Robert Klatt
Eine neue Behandlungsmethode hat bei Mäusen die epigenetische Uhr zurückgesetzt und dadurch die Blindheit der Tiere geheilt. In Zukunft ist auch eine Behandlung von Menschen zum Beispiel zur Verjüngung des Gehirns und zur Heilung von Blindheit denkbar.
Boston (U.S.A.). Wissenschaftlern der Harvard Medical School um David Sinclair ist es gelungen einer blinden Maus durch eine Reprogrammierung alter Nervenzellen ihre Sehfähigkeit zurückzugeben. Prinzipiell könnte die Behandlungsmethode, bei der in die Epigenetik der Zellen eingegriffen wird, auch beim Menschen zum Einsatz kommen zum Beispiel, um alte Gehirne zu verjüngen.
Die Behandlung basiert laut der im Fachmagazin Nature publizierten Studie auf dem Konzept der sogenannten epigenetischen Uhr. Dieses geht davon aus, dass das Alter eines biologischen Organismus von epigenetischen Mustern auf der DNA, den sogenannten Methylierungen, definiert ist. Während eines Lebens verändert sich die Methylierungen und die davon abhängenden Zellfunktionen, weil nicht alle Gene während des gesamten Lebens benötigt werden. Dies führt dazu, dass im Alter durch Veränderungen der Methylierungen bestimmte Fähigkeiten verloren gehen, obwohl die Gene die eigentlichen Informationen weiterhin speichern.

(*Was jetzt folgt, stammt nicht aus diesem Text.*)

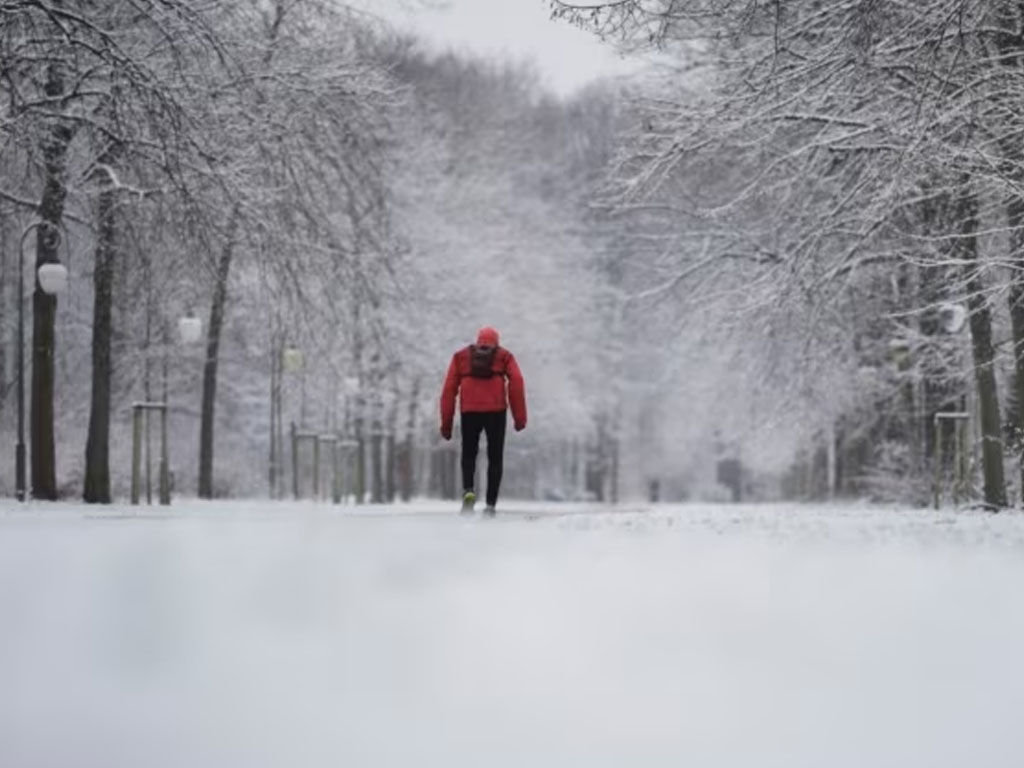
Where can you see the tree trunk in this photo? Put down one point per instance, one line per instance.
(1015, 219)
(1009, 44)
(210, 368)
(984, 354)
(54, 151)
(97, 470)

Konkret haben die Wissenschaftler bei den Sehnerven alter Mäuse angesetzt. Diese sind über schlauchartige Nervenfortsätze, sogenannte Axone, mit dem Gehirn der Tiere verbunden. Bei Schäden im jungen Alter sorgt die Methylierung dafür, dass beschädigte Axone sich regenerieren. Bei Mäusen im höheren Älter sorgt die epigenetische Uhr dafür, dass dieser Prozess nicht stattfinden. Die Schäden sind also eigentlich permanent.

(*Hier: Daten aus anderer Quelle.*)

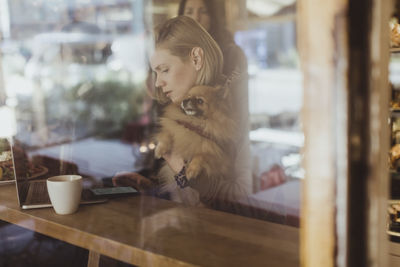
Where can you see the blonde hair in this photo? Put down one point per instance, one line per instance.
(179, 36)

Mit einer Reprogrammierung der Nervenzellen mithilfe von Yamanaka-Faktoren, also Proteinen, die Gene ein- und ausschalten können, ist es den Wissenschaftlern gelungen, das epigenetische Muster alter Mäuse so zu modifizieren, dass es identisch mit dem junger Mäuse ist.

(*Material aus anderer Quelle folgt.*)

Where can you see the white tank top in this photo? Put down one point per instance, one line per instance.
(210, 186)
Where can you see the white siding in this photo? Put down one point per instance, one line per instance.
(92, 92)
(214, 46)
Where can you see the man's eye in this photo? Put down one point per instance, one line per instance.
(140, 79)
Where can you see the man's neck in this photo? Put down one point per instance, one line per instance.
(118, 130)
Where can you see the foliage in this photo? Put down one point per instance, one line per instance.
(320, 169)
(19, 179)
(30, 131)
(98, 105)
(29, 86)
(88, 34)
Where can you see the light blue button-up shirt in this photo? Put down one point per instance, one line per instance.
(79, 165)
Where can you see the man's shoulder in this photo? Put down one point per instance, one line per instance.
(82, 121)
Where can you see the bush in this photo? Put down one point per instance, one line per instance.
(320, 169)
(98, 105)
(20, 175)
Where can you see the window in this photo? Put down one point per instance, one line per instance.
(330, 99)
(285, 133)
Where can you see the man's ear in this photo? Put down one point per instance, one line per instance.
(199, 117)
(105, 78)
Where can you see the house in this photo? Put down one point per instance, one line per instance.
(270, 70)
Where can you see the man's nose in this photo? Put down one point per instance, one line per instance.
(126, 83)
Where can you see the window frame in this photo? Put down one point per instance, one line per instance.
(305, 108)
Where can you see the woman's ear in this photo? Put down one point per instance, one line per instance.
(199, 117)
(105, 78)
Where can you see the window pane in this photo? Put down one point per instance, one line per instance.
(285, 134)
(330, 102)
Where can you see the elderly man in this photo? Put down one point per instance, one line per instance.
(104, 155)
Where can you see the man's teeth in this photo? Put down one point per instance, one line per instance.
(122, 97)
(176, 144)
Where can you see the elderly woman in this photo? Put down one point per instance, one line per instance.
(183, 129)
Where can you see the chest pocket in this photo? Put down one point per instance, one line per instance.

In den Tierversuchen sorgte diese Reprogrammierung der Nervenzellen dafür, dass diese ihre ursprüngliche Regenerationsfähigkeit zurückerhielten. Dies funktionierte sowohl bei Mäusen mit mechanischen Verletzungen als auch bei Mäusen mit altersbedingten grünen Star (Glaukom). Dass die Sehfähigkeit wiederhergestellt wurde, beweist laut den Wissenschaftlern, dass die einst blinden Tiere sich nach der Behandlung wieder an Mustern in einem Raum orientieren konnten und dass diese auf optische Reize reagierten.
Die Studie zeigt somit einen neuen therapeutischen Ansatz zur Behandlung von altersschwachen Sehnerven und Blindheit, der prinzipiell auch beim Menschen eingesetzt werden könnte. Andrew Huberman von der Stanford Universität schreibt in einem Kommentar außerdem, dass die Behandlungsmethode auch dazu genutzt werden könnte, um beschädigte und gealterte Gehirne zu therapieren.
Laut unabhängigen Experten ist die Qualität der wissenschaftlichen Arbeit hoch. Gleichzeitig bemerken sie aber, dass es bis zur Anwendung beim Menschen noch ein sehr langer Weg sei. Wie Peter Tessarz vom Max-Planck-Institut für Biologie des Alterns erklärt, ist beispielsweise noch unklar, ob die Methode mit allen Geweben funktioniert. Außerdem muss Biochemiker und Epigenetikexperte Holger Bierhoff bedacht werden, dass eine Reprogrammierungen von Zellen bei falscher Dosierung zu Krebs führen könnte.